For instance, if F_n=101, then
101*5/8 < F_n-1 < 101*8/13 ⇒ F_n-1 = 63

The previous (incorrect) solution would imply F_n-1 = 62, which is close but no cigar.

I'm not sure what you are looking for. The recursive series you mention is defined as:

Fn = F{n-1} + F{n-2}

Clearly, if the staring values can be anything, we can arbirarlily choose F{n-1}, which will give F{n-2} ( = Fn=F{n-1}). Knowing that F{n-1} = F{n-2} + F{n-3}, follows that F{n-3} can be computed from F{n-1} and F{n-2}. This means that you can trace the numbers back to infinity, thus there is no "longest" sequence and there are infinitely many valid sequences.

In a way you are calculating an inverse Fibonacci sequence with initial values F{n} and F{n-1} where F{i} = F{i+2}-F{i+1}, i forever decreasing

UPDATE: If you are looking to constrain the solutionspace to results where all F{i} are non-negative integers, you will get only a handful (most of the time singleton) solutions.

If you calculate the original Fibonacci numbers (Fib{i}), soon you get F{n} < Fib{i-1}; clearly you do not need to go any further. Then you can try all possible combinations of F{0} and F{1} such that F{n} <= Fib{i} * F{1}+ Fib{i-1} * F{0} -- there are only a finite amount of possibilities for non-negative F{0} and F{1} (you can obviously rule out F{0}=F{1}=0). Then see which i(s) is(are) highest amongst the ones that satisfy equality -- you get F{0} and F{1} as well

F_n = Fib_n * F_1 + Fib_{n-1} * F_0

Where Fib_n is the n-th Fibonacci number. It is true especially for Fibonacci sequence. But I do not know whether this observation is worth anything. We don't know n and our task is to find F_1, F_0 so I think we have gained nothing.
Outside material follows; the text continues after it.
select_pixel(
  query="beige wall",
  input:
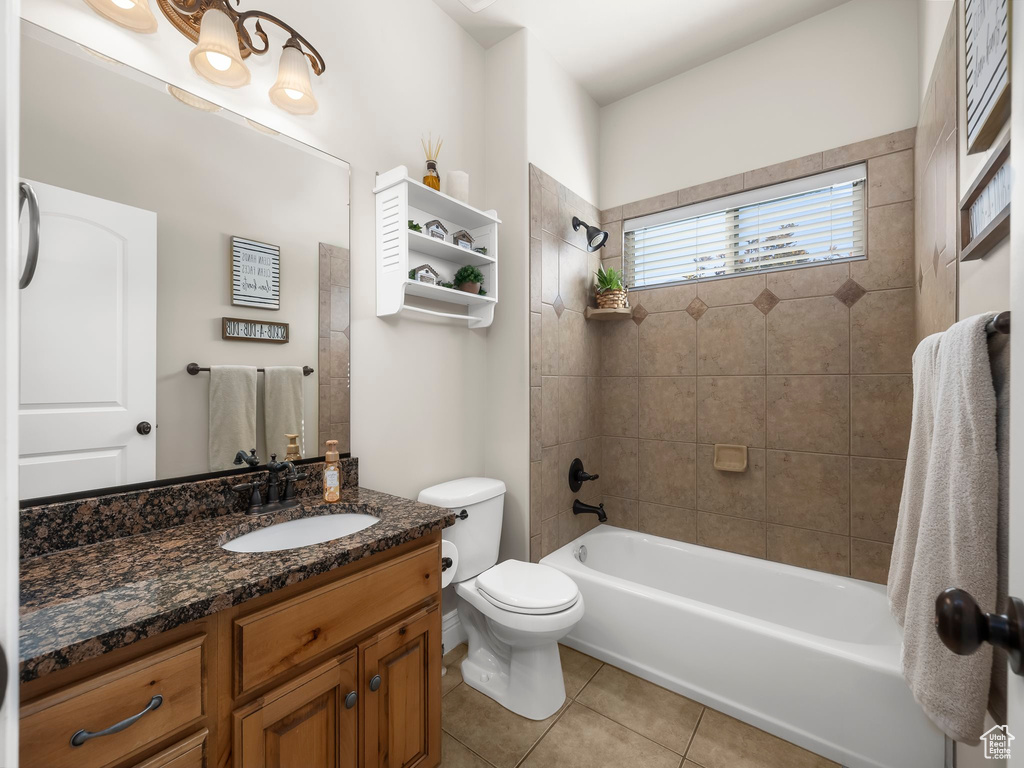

Well, you're looking for the longest sequence, this means you want to maximize n.

Create a lookup table for fibonacci numbers. Start with the biggest n such that Fib_n <= F_n, the previous entry in the table is fib_n{n-1}. Now the only variables are F_1 and F_0. Solve the linear Diophantine equation. If it has a solution, you finished. If not, decrease n by 1 and try again, till you find a solution.

Note: a solution always exists, since F_2 = 1 * F_1 + 0 * F_0 has the solution F_2 = F_1.

Mimic the computation of Fibonacci numbers with a matrix (but with different initial values). [[0 1] [1 1]] to power k will yield [F_{n+k}, F_{n+1+k}] when multiplied by [F_{n}, F_{n+1}].

Since raising of a matrix to a power is an O(log n) (assuming multiplications of integers is O(1)), you can perform the whole calculation in O(log n) time until matrix coefficients start to dominate the computation.

I don't know how large the numbers with which you are working happen to be, but the nth power of this matrix is [[F_{n-1} F_n] [F_n F_{n+1}]]. And log(F_n) ~ n/5 (so the billionth Fibonacci number will have roughly 200 million digits).